For Immediate Release,
October 13, 2021
MINNEAPOLIS— The Center for Biological Diversity notified two federal agencies today of its plans to sue for inadequate analysis of the risks to federally protected Canada lynx caused by trapping of wolves by the U.S. Department of Agriculture’s Wildlife Services program.
Wildlife Services is a multimillion-dollar federal program that killed more than 5,000 of Minnesota’s native animals last year. That included 203 wolves, 167 coyotes, and 30 foxes killed using foothold traps and strangulation snares. These indiscriminate traps also capture and kill Canada lynx, wild cats protected by the Endangered Species Act.
“Wildlife Services’ cruel killing of wolves and other wildlife is harmful and totally out of touch with science,” said Collette Adkins, carnivore conservation program director at the Center. “The science shows that nonlethal methods of addressing conflicts with wolves work. We’re hoping to force federal officials to consider alternatives to all this needless killing.”
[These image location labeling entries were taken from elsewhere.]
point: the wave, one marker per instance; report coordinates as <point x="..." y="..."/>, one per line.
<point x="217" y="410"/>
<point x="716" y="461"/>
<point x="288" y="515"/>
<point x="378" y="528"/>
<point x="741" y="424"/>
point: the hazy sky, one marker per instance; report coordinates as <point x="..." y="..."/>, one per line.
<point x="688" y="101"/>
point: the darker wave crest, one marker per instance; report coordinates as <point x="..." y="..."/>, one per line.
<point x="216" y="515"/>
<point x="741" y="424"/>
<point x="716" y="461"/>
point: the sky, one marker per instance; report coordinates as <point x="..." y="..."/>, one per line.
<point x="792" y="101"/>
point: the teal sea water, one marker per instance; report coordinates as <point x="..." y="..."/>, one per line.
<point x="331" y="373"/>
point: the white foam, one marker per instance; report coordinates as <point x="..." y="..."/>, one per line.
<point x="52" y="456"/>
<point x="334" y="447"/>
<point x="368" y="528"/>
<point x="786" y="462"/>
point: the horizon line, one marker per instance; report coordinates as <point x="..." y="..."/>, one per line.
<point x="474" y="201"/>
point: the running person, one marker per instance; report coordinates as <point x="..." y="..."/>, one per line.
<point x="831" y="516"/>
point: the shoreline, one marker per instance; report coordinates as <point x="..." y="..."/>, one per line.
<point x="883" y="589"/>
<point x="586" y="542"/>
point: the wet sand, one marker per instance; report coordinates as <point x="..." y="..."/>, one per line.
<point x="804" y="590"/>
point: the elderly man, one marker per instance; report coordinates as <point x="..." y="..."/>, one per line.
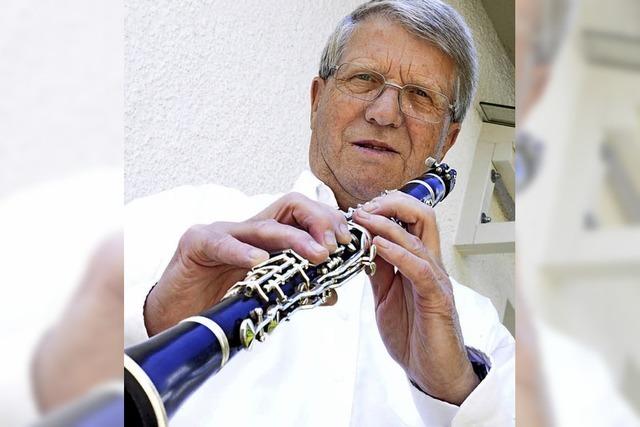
<point x="396" y="79"/>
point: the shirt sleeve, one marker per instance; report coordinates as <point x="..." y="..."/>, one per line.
<point x="489" y="344"/>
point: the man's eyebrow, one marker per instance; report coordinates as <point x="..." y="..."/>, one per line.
<point x="427" y="82"/>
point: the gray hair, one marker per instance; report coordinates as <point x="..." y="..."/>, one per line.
<point x="431" y="20"/>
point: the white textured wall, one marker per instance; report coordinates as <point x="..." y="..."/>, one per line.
<point x="190" y="67"/>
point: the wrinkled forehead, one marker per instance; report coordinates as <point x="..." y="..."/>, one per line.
<point x="386" y="46"/>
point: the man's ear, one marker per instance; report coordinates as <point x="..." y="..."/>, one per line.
<point x="317" y="86"/>
<point x="450" y="139"/>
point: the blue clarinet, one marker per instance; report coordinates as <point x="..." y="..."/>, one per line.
<point x="163" y="371"/>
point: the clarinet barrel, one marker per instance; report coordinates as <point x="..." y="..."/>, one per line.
<point x="163" y="371"/>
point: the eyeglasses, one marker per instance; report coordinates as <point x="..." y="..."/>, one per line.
<point x="418" y="102"/>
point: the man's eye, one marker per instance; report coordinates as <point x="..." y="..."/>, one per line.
<point x="364" y="76"/>
<point x="419" y="92"/>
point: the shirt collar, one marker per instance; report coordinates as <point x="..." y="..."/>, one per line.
<point x="309" y="185"/>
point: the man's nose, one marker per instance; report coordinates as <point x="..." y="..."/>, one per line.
<point x="385" y="109"/>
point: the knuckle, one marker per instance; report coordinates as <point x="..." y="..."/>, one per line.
<point x="263" y="225"/>
<point x="424" y="271"/>
<point x="218" y="243"/>
<point x="295" y="198"/>
<point x="415" y="244"/>
<point x="428" y="213"/>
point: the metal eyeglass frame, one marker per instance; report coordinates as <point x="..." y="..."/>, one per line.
<point x="450" y="106"/>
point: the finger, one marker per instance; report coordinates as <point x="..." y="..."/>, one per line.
<point x="382" y="281"/>
<point x="419" y="217"/>
<point x="273" y="236"/>
<point x="210" y="246"/>
<point x="326" y="224"/>
<point x="419" y="271"/>
<point x="383" y="226"/>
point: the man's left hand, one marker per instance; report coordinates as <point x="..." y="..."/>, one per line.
<point x="415" y="308"/>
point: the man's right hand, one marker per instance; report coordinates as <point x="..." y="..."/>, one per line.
<point x="211" y="258"/>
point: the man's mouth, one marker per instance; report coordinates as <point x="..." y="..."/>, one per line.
<point x="375" y="146"/>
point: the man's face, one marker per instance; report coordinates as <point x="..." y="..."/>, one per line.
<point x="345" y="128"/>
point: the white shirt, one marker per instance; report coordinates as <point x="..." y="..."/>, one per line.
<point x="328" y="366"/>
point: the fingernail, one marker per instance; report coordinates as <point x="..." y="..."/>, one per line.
<point x="256" y="255"/>
<point x="363" y="214"/>
<point x="370" y="206"/>
<point x="316" y="247"/>
<point x="381" y="242"/>
<point x="330" y="239"/>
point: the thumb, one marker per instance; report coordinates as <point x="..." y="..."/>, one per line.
<point x="382" y="280"/>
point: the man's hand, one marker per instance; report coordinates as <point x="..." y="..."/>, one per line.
<point x="415" y="309"/>
<point x="211" y="258"/>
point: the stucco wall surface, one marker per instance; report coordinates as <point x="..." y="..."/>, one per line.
<point x="218" y="91"/>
Today’s notice explains that the Endangered Species Act requires Wildlife Services and the U.S. Fish and Wildlife Service to analyze and mitigate the adverse effects of the federal trapping program on the Canada lynx. As few as 50 of the rare cats may remain in Minnesota.
In the past decade, state and federal agencies have documented captures of 16 lynx in traps set for other wildlife in Minnesota, six of which resulted in death for the trapped wild cat. Last year the Center brought a still-ongoing case against the Minnesota Department of Natural Resources for state-permitted fur trapping that injures and kills Canada lynx.
“Year after year we see sickening reports of lynx getting caught and even killed by traps set for wolves and other animals,” said Adkins. “Instead of relying on barbaric and indiscriminate traps to kill predators, governmental agencies should work with livestock operators to implement modern measures to prevent conflicts with wildlife.”
The notice letter starts a 60-day clock, after which the Center can file its lawsuit to compel the federal agencies to comply with the Endangered Species Act.